Unfortunately, there are some communities that lack mental health resources and sadly those individuals may go without services. Some do what’s needed to better themselves in their time of need, and others will brush it off and give up after not being able to find help in their communities.
There have been messages circulating in the African American community about being “strong” and “superwoman,” which have resulted in some keeping their problems to themselves. Such as the Sisterella complex, which describes a black woman who is a hard worker who prioritizes the needs of others but deep inside, she suffers in silence. This only compounds the problem as her legitimate mental health needs go undiagnosed and untreated.

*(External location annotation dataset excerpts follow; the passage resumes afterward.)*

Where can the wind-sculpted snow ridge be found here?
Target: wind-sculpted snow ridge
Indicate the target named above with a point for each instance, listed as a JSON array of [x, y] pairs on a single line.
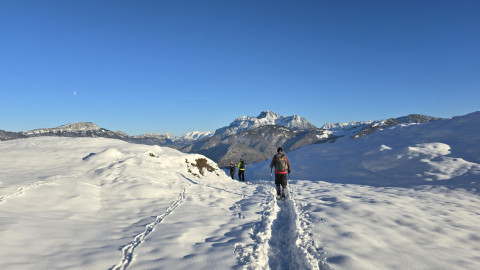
[[282, 238], [22, 189], [128, 250]]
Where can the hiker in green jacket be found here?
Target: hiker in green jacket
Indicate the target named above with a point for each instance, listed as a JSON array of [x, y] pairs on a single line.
[[282, 167], [241, 170]]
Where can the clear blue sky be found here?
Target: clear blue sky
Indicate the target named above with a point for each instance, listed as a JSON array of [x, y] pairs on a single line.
[[179, 66]]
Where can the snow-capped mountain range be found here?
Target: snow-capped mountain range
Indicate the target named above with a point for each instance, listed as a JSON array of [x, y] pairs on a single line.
[[265, 118], [252, 138]]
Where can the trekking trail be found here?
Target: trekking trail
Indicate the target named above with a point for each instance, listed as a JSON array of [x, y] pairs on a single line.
[[128, 250], [282, 237]]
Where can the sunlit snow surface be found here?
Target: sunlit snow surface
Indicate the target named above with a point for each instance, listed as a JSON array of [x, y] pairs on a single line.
[[397, 199]]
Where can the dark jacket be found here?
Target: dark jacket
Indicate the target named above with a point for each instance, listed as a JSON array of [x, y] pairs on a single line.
[[274, 163]]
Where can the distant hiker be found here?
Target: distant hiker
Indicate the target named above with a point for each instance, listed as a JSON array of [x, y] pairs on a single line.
[[232, 169], [241, 170], [282, 167]]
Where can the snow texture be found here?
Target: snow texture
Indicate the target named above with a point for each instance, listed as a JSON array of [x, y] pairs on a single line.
[[403, 198]]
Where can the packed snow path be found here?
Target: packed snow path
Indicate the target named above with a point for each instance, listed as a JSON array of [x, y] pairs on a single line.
[[128, 250], [85, 203], [282, 236]]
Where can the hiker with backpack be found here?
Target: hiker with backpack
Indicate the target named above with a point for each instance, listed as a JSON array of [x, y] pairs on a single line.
[[241, 170], [282, 167], [232, 169]]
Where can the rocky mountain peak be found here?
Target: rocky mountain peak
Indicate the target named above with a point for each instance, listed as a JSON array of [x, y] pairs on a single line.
[[80, 126]]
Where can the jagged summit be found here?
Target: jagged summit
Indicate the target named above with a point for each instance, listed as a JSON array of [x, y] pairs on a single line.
[[265, 118], [269, 115], [79, 126]]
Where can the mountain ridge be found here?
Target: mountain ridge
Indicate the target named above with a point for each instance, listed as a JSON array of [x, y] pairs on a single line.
[[252, 138]]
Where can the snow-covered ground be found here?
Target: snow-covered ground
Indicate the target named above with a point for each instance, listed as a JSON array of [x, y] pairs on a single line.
[[397, 199]]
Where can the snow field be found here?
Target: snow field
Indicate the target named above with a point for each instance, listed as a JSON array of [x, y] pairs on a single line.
[[394, 228], [402, 198]]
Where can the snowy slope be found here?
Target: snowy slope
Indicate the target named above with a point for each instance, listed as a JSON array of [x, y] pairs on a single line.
[[441, 152], [95, 203]]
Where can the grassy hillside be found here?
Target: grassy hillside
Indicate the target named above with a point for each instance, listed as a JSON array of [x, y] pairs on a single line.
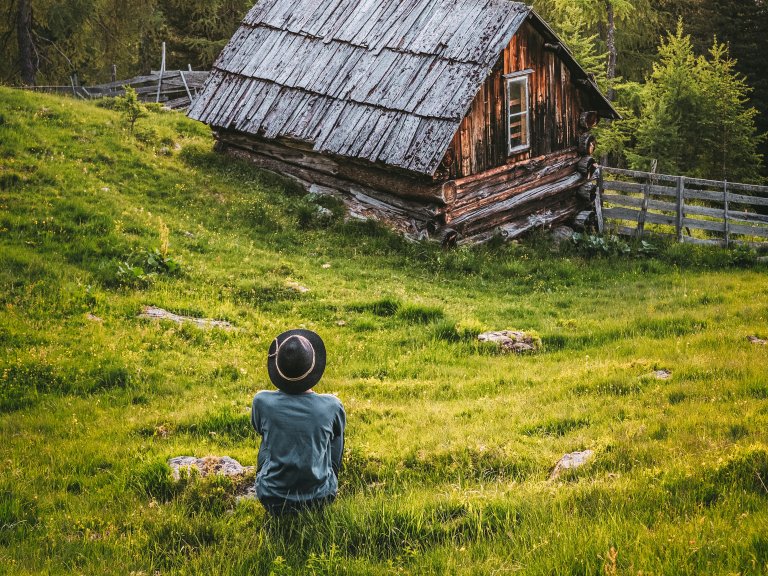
[[449, 443]]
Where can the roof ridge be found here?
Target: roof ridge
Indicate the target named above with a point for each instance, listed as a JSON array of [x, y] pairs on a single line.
[[339, 99]]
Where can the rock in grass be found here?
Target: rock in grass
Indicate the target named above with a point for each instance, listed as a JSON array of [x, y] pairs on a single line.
[[221, 465], [155, 313], [571, 462], [218, 465], [562, 234], [512, 340]]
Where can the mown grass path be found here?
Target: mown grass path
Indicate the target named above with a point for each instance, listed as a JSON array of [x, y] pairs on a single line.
[[449, 444]]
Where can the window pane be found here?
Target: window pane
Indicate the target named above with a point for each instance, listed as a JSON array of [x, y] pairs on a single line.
[[518, 132], [516, 97], [517, 113]]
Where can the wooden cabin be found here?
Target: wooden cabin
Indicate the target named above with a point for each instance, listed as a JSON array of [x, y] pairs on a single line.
[[451, 119]]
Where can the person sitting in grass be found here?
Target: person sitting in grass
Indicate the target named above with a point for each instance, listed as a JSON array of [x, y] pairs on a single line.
[[302, 432]]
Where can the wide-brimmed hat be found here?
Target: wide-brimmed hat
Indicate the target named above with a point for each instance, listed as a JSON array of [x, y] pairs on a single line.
[[296, 360]]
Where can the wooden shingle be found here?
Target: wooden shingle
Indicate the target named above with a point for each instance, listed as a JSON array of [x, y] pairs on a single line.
[[387, 81]]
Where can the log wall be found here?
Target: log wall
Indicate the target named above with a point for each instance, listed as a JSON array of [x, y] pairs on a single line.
[[554, 103]]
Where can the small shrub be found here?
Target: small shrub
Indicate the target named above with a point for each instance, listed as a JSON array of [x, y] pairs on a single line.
[[591, 245], [557, 427], [213, 494], [383, 307], [141, 267], [130, 107]]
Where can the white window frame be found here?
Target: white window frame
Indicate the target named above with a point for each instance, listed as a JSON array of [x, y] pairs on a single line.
[[518, 78]]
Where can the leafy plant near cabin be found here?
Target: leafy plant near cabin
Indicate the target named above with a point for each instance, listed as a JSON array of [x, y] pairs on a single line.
[[129, 107]]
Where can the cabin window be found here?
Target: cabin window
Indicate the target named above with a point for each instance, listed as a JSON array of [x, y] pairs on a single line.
[[518, 117]]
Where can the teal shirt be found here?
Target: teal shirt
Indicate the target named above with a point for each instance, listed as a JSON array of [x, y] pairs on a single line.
[[302, 440]]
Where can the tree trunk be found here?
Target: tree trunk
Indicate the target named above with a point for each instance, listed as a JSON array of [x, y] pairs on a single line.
[[24, 36], [611, 42]]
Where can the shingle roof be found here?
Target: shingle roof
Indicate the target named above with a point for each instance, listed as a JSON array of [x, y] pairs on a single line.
[[386, 81]]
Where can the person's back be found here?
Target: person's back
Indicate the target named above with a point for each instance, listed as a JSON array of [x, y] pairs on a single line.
[[301, 446], [302, 431]]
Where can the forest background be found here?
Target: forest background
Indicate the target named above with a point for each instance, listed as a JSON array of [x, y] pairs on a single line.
[[688, 76]]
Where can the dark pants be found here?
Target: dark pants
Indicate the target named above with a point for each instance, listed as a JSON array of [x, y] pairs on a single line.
[[281, 507]]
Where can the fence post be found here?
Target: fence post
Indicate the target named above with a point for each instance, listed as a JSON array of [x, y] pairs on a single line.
[[726, 216], [160, 80], [599, 200], [680, 207]]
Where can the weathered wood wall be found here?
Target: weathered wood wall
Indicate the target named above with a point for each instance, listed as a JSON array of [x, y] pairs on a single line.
[[481, 142]]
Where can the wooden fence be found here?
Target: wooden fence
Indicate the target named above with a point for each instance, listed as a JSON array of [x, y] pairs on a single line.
[[688, 209], [172, 88]]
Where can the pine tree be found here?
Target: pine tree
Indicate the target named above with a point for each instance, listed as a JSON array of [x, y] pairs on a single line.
[[695, 117], [729, 130]]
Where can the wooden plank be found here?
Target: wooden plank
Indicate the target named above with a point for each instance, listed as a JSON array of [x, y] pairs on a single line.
[[599, 209], [748, 200], [529, 196], [680, 215], [626, 214], [703, 241], [633, 202], [637, 188], [749, 230], [709, 225], [731, 185], [725, 214], [638, 175]]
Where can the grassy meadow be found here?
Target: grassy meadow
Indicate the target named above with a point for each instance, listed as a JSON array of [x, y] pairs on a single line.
[[449, 443]]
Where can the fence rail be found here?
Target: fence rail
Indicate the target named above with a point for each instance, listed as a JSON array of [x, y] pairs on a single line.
[[689, 209], [172, 88]]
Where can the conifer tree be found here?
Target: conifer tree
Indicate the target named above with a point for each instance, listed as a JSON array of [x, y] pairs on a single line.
[[695, 117]]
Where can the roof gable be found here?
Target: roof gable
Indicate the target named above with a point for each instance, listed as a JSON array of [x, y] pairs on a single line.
[[384, 81]]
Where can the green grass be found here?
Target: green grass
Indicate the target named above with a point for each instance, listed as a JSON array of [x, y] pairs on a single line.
[[450, 445]]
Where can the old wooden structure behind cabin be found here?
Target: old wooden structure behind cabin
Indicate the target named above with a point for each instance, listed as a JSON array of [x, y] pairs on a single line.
[[402, 110]]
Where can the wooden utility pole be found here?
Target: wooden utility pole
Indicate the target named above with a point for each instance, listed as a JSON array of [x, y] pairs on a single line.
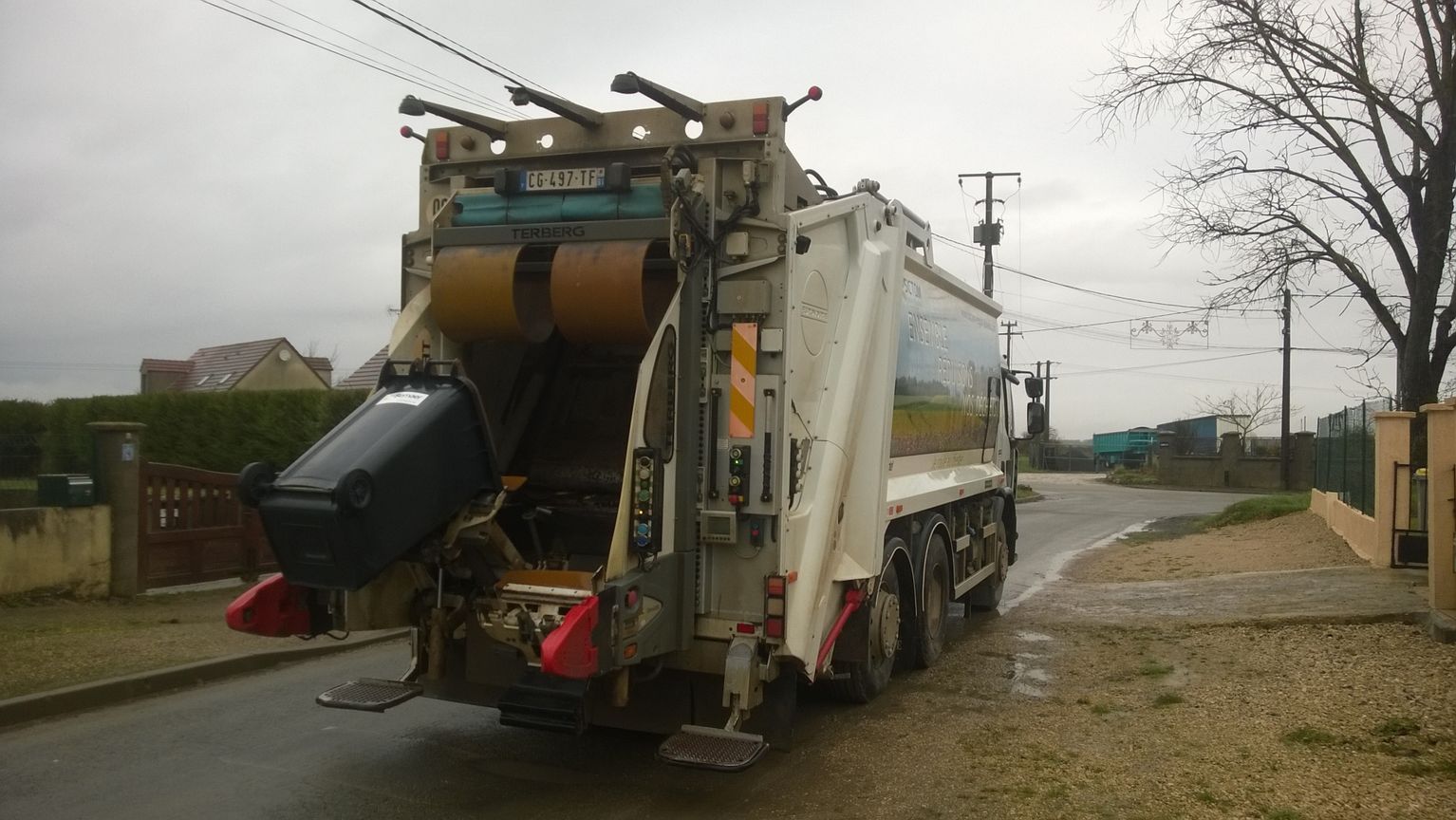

It’s now time for mental health issues to be addressed head-on in African American communities. The best way to begin to accomplish this is through education. Youth need to be educated on what the different mental health illnesses are and how to notice the signs or symptoms. A mental health curriculum is needed to be incorporated into every high school in order for youth to receive psychoeducation on mental health.
Mental health curricula within schools can help to de-stigmatize mental health services in communities of color. Minorities have a greater risk for mental health disorders later on in their adult life than those of the non-Latino white populations. Education needs to start before adulthood.
Mental health services in minority communities are often viewed as a weakness. Much of the pushback comes from believing that seeking mental health treatment is correlated with “it’s something wrong with me?” One way to counter the pushback is to utilize more persons of color in the mental health world. People of color often want to work with others that look like them. Providing therapeutic services early in their education with diverse practitioners can help with their comfort level.
Although education can make a difference, it does not solve the problem of lack of health insurance. There are agencies that exist that provide pro bono mental health services, but many people in African American communities are not aware of these agencies. Working with agencies that offer pro bono mental health services is the key. These agencies typically provide mental health services by a master’s degree level intern therapist at a low cost or pro bono. Also, having community events to raise funds to cover the cost of people who cannot afford to receive mental health services is an option. Still, there may be pushback from agencies that do not want to offer free services or raise funds when insurance companies are paying them at such high rates for individuals who seek services with privates insurance.
Mental health has become more relevant and a prominent issue due to the current COVID-19 pandemic. In African American communities, there is a realization that individuals 30-years old or younger are at risk. Hopefully, through education and greater access, we can reduce the number of lives ending through suicide.
Lashawnda Thornton is a social worker.